La autoridad competente velará porque la información que se deba proporcionar en relación con un foco o caso de fiebre aftosa en una explotación, matadero o medio de transporte en virtud de los apartados 1, 2 y 3 vaya seguida lo antes posible por un informe escrito, que se remitirá a Ministerio de Agricultura, Pesca y Alimentación, para su traslado posterior por este, a través del cauce correspondiente, a la Comisión Europea y a los demás Estados miembros, que contenga al menos los siguientes elementos:
La fecha en la que se hayan sacrificado los animales de especies sensibles de la explotación, matadero o medio de transporte y la fecha en la que se hayan transformado sus canales.
Los resultados de las pruebas realizadas con las muestras tomadas en el momento de sacrificar los animales de especies sensibles.
En el caso de que se haya recurrido a la excepción prevista en el artículo 18, el número de animales de especies sensibles que se hayan sacrificado y transformado, así como, cuando proceda, el número de animales de especies sensibles que hayan de sacrificarse posteriormente y el plazo establecido para llevar a cabo dicho sacrificio.
Cualquier dato referente al posible origen de la enfermedad o al origen de la enfermedad cuando se haya podido determinar.
En el caso de foco o caso primario de fiebre aftosa en un matadero o medio de transporte, el tipo genético del virus responsable del foco o del caso.
En el caso de que se hayan sacrificado animales de especies sensibles de explotaciones de contacto o de explotaciones con animales de especies sensibles sospechosos de estar infectados con el virus de la fiebre aftosa, información sobre:
1.º La fecha de matanza y el número de animales de especies sensibles de cada categoría sacrificados en cada explotación y, en el caso de que hubiera animales de especies sensibles en explotaciones de contacto que no hayan sido sacrificados, información sobre los motivos de esta decisión.
2.º La relación epizootiológica entre el foco o caso de fiebre aftosa y cada una de las explotaciones de contacto y los motivos que hayan llevado a sospechar la presencia de fiebre aftosa en cada explotación sospechosa.
3.º Los resultados de las pruebas de laboratorio realizadas con las muestras tomadas de los animales de especies sensibles en las explotaciones y en el momento de sacrificarlos.
Cuando no funcione el sistema de notificación de enfermedades animales, deberá utilizarse otro medio de comunicación.
ANEXO III. Investigación
Examen clínico.
1.1 Las explotaciones serán objeto de exámenes clínicos de todos los animales de especies sensibles para detectar signos o síntomas de fiebre aftosa.

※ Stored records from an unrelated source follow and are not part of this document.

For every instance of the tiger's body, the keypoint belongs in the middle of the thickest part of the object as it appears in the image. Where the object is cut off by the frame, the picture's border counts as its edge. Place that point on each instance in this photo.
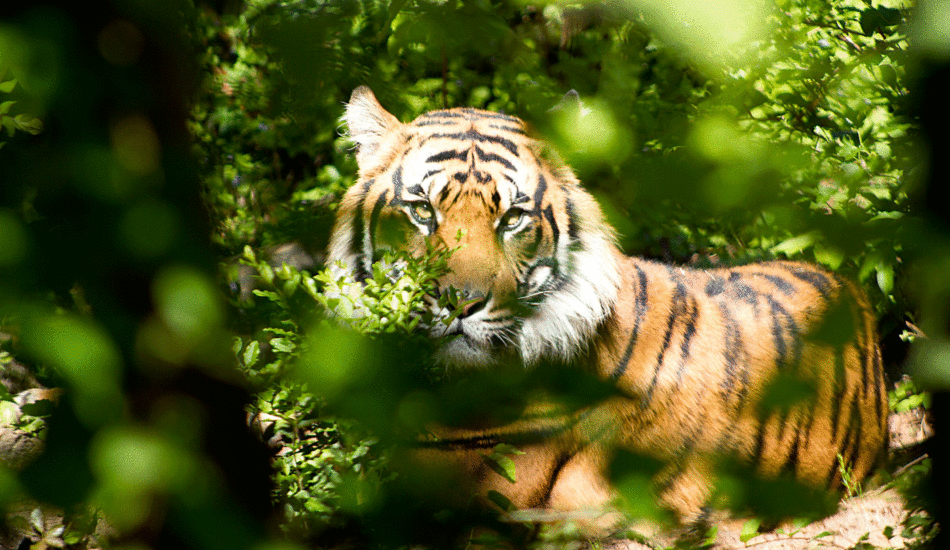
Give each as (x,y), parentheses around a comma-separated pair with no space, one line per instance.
(691,353)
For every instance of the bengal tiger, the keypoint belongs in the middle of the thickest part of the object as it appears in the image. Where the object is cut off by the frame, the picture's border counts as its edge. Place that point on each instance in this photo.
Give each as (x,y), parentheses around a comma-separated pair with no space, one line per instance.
(690,352)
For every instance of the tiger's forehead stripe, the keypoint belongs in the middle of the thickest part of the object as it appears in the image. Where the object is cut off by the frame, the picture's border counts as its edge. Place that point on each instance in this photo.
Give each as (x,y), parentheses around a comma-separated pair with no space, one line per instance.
(476,136)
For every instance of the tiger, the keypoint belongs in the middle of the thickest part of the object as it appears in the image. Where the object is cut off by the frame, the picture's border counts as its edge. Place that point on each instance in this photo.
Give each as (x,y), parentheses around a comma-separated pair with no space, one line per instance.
(692,354)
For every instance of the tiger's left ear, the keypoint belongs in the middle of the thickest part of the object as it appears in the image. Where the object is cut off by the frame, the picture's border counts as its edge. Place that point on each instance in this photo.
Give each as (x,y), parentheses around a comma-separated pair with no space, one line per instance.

1.2 Se insistirá especialmente en los animales que hayan estado expuestos con alta probabilidad al virus de la fiebre aftosa, particularmente por transporte desde explotaciones de riesgo o por estrecho contacto con personas o equipos que hubieran estado a su vez en estrecho contacto con explotaciones de riesgo.
1.3 El examen clínico tendrá en cuenta la transmisión de la fiebre aftosa, incluyendo el período de incubación contemplado en el artículo 2.2.f), y cómo se mantienen los animales de especies sensibles.
1.4 Los registros pertinentes conservados en la explotación serán examinados a fondo, prestando especial atención a los datos requeridos a fines veterinarios por la Unión Europea, así como a los datos, si están disponibles, sobre morbilidad, mortalidad y abortos, observaciones clínicas, cambios en la productividad e ingesta de pienso, adquisición o venta de animales y visitas de personas que pudieran estar contaminadas, y a otros datos de importancia como antecedentes.
Métodos de muestreo.
2.1 Disposiciones generales.
2.1.1 Se efectuará un muestreo serológico:
2.1.1.1 De acuerdo con las recomendaciones del equipo epizootiológico creado dentro del grupo de expertos contemplado en el artículo 77.
2.1.1.2 Y para permitir la localización y la demostración, teniendo también en cuenta la definición del anexo I, de ausencia de infección anterior.
2.1.2 Cuando se vaya a efectuar un muestreo en el contexto de la vigilancia de la enfermedad tras un foco, no se iniciará hasta que hayan pasado al menos 21 días desde la eliminación de los animales sensibles de la explotación o explotaciones infectadas y la realización de las operaciones previas de limpieza y desinfección, a menos que se indique otra cosa en este anexo.
2.1.3 El muestreo de animales de especies sensibles se efectuará de acuerdo con lo dispuesto en este anexo en cada caso, en que estén relacionadas con el foco ovejas o cabras u otros animales sensibles que no muestren signos clínicos claros, especialmente si tales animales han estado aislados del ganado bovino y porcino.
2.2 Muestreo de explotaciones.–En explotaciones en que se sospeche la presencia de fiebre aftosa sin que haya signos clínicos, las ovejas y cabras y, cuando lo recomiende el equipo epizootiológico, otras especies sensibles serán examinadas siguiendo un protocolo de muestreo que permita detectar una prevalencia del cinco por ciento con un nivel mínimo de confianza del 95 por ciento.
2.3 Muestreo en zonas de protección.–Para conseguir el levantamiento, de acuerdo con el artículo 36, de las medidas contempladas en los artículos 21 a 35, todas las explotaciones dentro del perímetro de la zona de protección con ovejas y cabras que no hayan estado en contacto directo y estrecho con animales bovinos durante un período mínimo de 21 días antes de la toma de muestras serán examinadas siguiendo un protocolo de muestreo que permita detectar una prevalencia de la enfermedad del cinco por ciento con un nivel mínimo de confianza del 95 por ciento.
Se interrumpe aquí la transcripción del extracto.